Tuesday, January 29, 2008

It all turned to shit Forty-four years ago today


For Alan Ladd (Senior, that is), that is;

Pardon me, but Mother hasn't returned from Mass yesterday. She said something about Cesar Romero taking her to Tiny Naylor's for breakfast after Church, but that was thirty hours ago. Anyway, she must have planned on not being here, because she left a whole bunch of notes that she says that Wikipedia told Dorothy Parker who was looking for Dramubuie in our villa, anyway, I digress: Alan Walbridge Ladd (September 3, 1913 – January 29, 1964) was an American film actor. He was famous for his emotionless demeanor and small stature.In the majority of his films, he played either the hero or a bad guy with a conscience. He appeared in dozens of films in bits and small roles, including Citizen Kane. Most of these barely kept him and his household afloat. (He had married a high-school acquaintance, Midge Harrold, with whom he had a son.) His stepfather died suddenly and then his mother, to whom he was intensely devoted, killed herself by eating arsenic-laden ant paste. Ladd, who had suffered on and off from depression throughout his youth, lost his greatest champion and with her, one of the few strong supports for his fragile self-esteem. He still chafed at the negative effects his height had on his career and his self-image. His marriage was in trouble, too, for he had fallen in love with Sue Carol, his agent – and a married woman.
It was at this point that Carol made Ladd's career. Ladd and family on vacation aboard SS Normandie in the late 40s> She got him a screen test for This Gun for Hire (1942). His performance as a hitman with a conscience made him a sensation. Ladd went on to become one of Paramount Pictures' most popular stars. Even a brief timeout for military service with the US Army Air Corps' First Motion Picture Unit did not diminish his popularity. None of his subsequent films of the 1940s were as notable as This Gun for Hire, but he did appear to good effect in Raymond Chandler's story The Blue Dahlia alongside the similarly diminutive Veronica Lake (5'2" or 1.57 m), with whom he teamed in several films. He also was well cast in the 1949 version of The Great Gatsby.
He formed his own production companies for film and radio and starred in his own syndicated series Box 13, which ran from 1948 to 1949. Ladd became most famous for his starring role as a gunfighter in the classic 1953 western Shane. Ladd made Quigley's Top 10 Stars of the Year List 3 times, in 1947, 1953 and 1954. Age and alcohol began to affect both his appearance and his personal life. In 1962, he nearly died from a self-inflicted gunshot that was explained in various ways at various times.
In 1963, Ladd co-starred in one of the biggest film productions of his career, not as a leading man but as a supporting actor.

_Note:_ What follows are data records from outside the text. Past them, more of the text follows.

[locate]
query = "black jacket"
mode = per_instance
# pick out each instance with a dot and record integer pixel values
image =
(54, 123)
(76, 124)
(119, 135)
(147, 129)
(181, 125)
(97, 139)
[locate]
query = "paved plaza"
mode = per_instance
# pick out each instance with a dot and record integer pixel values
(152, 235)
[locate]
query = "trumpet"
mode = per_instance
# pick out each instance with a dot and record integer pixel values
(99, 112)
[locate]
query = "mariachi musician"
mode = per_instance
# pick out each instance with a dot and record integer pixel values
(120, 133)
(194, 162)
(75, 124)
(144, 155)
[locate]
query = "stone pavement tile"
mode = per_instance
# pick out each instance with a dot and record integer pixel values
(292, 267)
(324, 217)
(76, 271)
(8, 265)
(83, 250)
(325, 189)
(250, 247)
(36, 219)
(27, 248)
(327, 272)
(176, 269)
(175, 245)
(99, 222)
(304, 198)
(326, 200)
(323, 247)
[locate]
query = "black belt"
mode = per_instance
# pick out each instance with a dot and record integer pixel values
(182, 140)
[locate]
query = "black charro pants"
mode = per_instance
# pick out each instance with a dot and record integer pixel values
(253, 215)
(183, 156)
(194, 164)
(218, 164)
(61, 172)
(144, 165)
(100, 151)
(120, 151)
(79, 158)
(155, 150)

Although the response to the film, The Carpetbaggers was generally poor, Ladd's performance as the washed-up cowboy star Nevada Smith was generally conceded to be among his finest, and a bright spot in the film.
But Ladd would be dead before the film was released.He died in Palm Springs, California of an acute overdose of alcohol and sedatives at the age of 50, a probable suicide. On his death in 1964, Ladd was entombed in the Forest Lawn Memorial Park Cemetery in Glendale, California.

2 comments:

Donna Lethal said...

Clifton,

Miss Nazimova's nephew, Val Lewton, asked me to send you this message:

"Mr. Guilaroff,

We found a woman in the maid's closet that appears to be your Mother. Our supply of Drambuie is missing that since The Bogarts are away in Africa we won't be needing any soon. Please advise best way to get her back to the Garden. I can only guess she fell in the back of Auntie's rumble seat on her last visit here.

-Val"

Anonymous said...

You know, I can stop by the Lewton's on my way to the Garden. Mr. Steele and I have rented a villa across the pool from Cobina and that kid of hers, and I can make the kid carry in all my Pepsi.